La historia, por tanto, se repite, como prueba fehacientemente la jurisprudencia registral, termómetro fiable y sensible donde los haya de la evolución y de las oscilaciones de la libertad contractual en el terreno societario. Así ha sucedido en la resolución de la Dirección General de los Registros y del Notariado de 4 de diciembre de 2017 (BOE de 27 de diciembre), donde el asunto central gira en torno a una cláusula de “arrastre”, también llamada cláusula drag along, que se intentaba incorporar a los estatutos mediante la correspondiente modificación estatutaria. El registrador mercantil rechazó, no obstante, la inscripción, por entender que un cambio tal debería haberse adoptado por unanimidad, dado que podía implicar la exclusión de los socios obligados a vender, sin perjuicio del necesario consentimiento individual de los mismos. Impugnada la calificación negativa, el Centro directivo desestima el recurso.
Merece la pena transcribir, como punto de partida, lo esencial de la cláusula estatutaria de arrastre. A su tenor, “cuando uno o varios socios titulares, individual o conjuntamente de igual o más del 65% del capital social, estén dispuestos a aceptar una oferta de compra de todas las participaciones sociales de las que sea titular, y dicha oferta estuviese condicionada a la compra de un número de participaciones superior al número de participaciones ostentadas por tales socios, éstos estarán facultados para requerir y obligar al resto de los socios a que igualmente transmitan al tercero interesado, a prorrata de su respectiva participación social, las participaciones sociales de su titularidad que sean necesarias para cubrir la oferta del tercero, siempre que el precio ofrecido fuera el mayor valor de los tres siguientes… Ejercitado el derecho de arrastre, los restantes socios vendrán obligados a la venta de sus participaciones al tercero en los términos indicados…”
Una vez destacado semejante texto, la Dirección General se detiene en el carácter “esencialmente cerrado” de la sociedad de responsabilidad limitada, que se pone de manifiesto, entre otros aspectos, en el régimen de transmisión voluntaria de las participaciones sociales por actos inter vivos.
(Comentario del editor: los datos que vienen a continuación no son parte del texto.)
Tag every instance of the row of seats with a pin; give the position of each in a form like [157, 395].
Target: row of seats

Glosa seguidamente el Centro directivo la disciplina contenida en los arts. 106 y sigs. LSC, con algún ligero apunte comparativo respecto de la LSRL de 1953, para concluir que el elemento decisivo es, como resulta notorio, la libertad contractual, pues la disciplina contenida en el art. 107, 2º LSC, según resulta sabido, se limita a constituir un régimen supletorio.
De acuerdo, entonces, con esa premisa, lo procedente es examinar la validez de la cláusula de arrastre, sobre la base los términos expuestos. La respuesta, una vez más, no parece difícil, a la vista de lo indicado en el art. 188, 3º RRM, conforme al cual “serán inscribibles en el Registro Mercantil las cláusulas estatutarias que impongan al socio la obligación de transmitir sus participaciones a los demás socios o a terceras personas determinadas cuando concurran circunstancias expresadas de forma clara y precisa en los estatutos”. Con arreglo a semejante regulación, se entiende, entonces, que el Centro directivo afirme decididamente la “licitud indudable” de la cláusula de arrastre, sin perjuicio, claro está, de que haya de perfilarse el adecuado camino jurídico para insertarla con plena validez en los estatutos sociales.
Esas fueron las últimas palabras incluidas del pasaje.